Creating a mobile app – a year later

It’s been a year since I shared our experience at the JI of creating our first mobile app.  Since then there’s been some great uptake on this, and an increasing demand from our users to develop for Android.  BCcampus has published 2 recent articles on our efforts: the first one talks about our developments including a HazAware app and an Emergency Social Services app, both of which will be paid iOS apps. These apps are complete, but our Finance department is still figuring out the necessary financial steps that have to be worked out in conjunction with the app store, US taxes, etc.   The second article mentions our approach to mobile learning in the context of our students and the type of education we do. There is an updated list of steps we take to develop, which include:

  1. Consider whether you are designing for a desktop or a mobile learning context.
  2. Map out the concept, purpose, audience and educational value.
  3. Identify the app developer.
  4. Establish the business model you will be using (eg. paid app, free app, both).  If you decide on a paid app, get your finance people involved as soon as possible so they can take care of necessary financial set up details.  Firming up these details takes time.
  5. Gather resources and create a storyboard.  Online storyboarding tools will help with communicating your design to the developer and save on meeting time.

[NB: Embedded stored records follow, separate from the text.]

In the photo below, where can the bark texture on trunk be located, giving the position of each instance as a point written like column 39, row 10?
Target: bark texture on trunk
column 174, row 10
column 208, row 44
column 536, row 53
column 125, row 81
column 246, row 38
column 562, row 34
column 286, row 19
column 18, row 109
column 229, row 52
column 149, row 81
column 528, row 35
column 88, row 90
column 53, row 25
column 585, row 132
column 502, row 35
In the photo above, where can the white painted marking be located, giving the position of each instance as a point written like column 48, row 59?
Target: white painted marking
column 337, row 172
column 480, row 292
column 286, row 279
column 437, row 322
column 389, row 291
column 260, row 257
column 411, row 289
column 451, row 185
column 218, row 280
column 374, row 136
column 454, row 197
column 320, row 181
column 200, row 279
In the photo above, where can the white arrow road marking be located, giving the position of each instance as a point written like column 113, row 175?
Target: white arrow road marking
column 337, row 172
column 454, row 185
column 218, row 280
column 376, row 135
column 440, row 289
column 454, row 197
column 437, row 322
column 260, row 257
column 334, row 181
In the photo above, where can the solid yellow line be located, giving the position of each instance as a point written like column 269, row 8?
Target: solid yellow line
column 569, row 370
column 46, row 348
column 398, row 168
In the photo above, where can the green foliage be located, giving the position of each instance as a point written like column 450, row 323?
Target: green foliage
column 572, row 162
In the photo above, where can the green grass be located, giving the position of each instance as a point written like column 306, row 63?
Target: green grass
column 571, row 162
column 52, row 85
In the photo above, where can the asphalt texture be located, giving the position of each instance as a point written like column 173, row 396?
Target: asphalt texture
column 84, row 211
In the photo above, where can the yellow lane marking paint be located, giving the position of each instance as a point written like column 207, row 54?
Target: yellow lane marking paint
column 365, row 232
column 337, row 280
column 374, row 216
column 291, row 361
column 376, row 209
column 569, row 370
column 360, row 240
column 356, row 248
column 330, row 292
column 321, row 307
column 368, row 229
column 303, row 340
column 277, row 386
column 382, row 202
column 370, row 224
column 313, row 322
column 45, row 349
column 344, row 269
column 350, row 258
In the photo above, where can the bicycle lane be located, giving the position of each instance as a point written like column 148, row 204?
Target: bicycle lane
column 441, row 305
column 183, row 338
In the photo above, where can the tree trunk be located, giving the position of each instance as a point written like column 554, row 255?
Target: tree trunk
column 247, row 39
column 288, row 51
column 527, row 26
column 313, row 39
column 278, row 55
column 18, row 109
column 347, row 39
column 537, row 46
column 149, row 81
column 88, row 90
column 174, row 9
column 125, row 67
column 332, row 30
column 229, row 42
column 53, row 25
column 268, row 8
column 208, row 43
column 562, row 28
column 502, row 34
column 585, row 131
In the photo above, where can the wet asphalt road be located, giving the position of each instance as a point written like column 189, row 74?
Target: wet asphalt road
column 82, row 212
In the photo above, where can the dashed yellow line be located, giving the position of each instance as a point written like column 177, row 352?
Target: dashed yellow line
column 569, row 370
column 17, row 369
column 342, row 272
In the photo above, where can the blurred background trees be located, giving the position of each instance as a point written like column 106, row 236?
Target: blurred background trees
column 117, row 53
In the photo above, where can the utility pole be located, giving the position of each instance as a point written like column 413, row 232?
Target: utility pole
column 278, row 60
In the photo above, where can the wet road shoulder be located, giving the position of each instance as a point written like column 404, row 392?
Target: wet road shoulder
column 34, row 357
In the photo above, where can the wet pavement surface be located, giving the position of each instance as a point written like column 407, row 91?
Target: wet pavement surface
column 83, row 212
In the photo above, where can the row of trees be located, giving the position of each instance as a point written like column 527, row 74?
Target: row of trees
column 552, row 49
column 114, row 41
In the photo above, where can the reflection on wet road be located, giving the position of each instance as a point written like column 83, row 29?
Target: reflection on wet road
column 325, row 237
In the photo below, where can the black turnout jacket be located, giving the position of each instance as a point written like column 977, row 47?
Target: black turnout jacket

We’ve been using Cacoo for this.
  6. Work with developer on format, design, and content decisions.  Important things to establish at this stage are localization and designing for easy updating and editing, so it can be done in-house and you don’t need to keep running back to the developer to do this.
  7. Identify logo/branding, identify name, keywords, identify terms of use
  8. Get it in to the App store.
  9. Establish a review and maintenance schedule.

In addition to developing apps, we’ve been piloting the use of mobile technologies for our training.  Image

The Pacific Traffic Education Centre is piloting the use of G-force apps on car mounted iPad minis in its driver training.  Initial testing has found that this system is as accurate as the previous system that was being decommissioned.  As part of this project, we also had to test the ability of the car mounts to secure the iPads for accurate measurement.  As an added bonus, they can also switch from paper evaluations to iPad ready evaluations using fillable forms, which can then be submitted immediately following the test.  Since the driver training track is located in an area without wifi, iPads with 3G had to be purchased.  A part of this teaching experience has been enhanced in a pretty low cost way.

Lastly, in the School of Health Sciences QR codes are being used to give students access to just-in-time learning via JIBC-created Youtube videos that demonstrate difficult to learn procedures in our Paramedic training.  The QR codes will be inserted into simulation manuals and on equipment, and can be accessed via any mobile device with a  QR code reader. The nice part about this project is that the videos were created with two instructors and two paramedic students.  The effectiveness of this as a learning tool has yet to be evaluated but we are confident that it will be, since students have been requesting the availability of this type of information in a convenient way.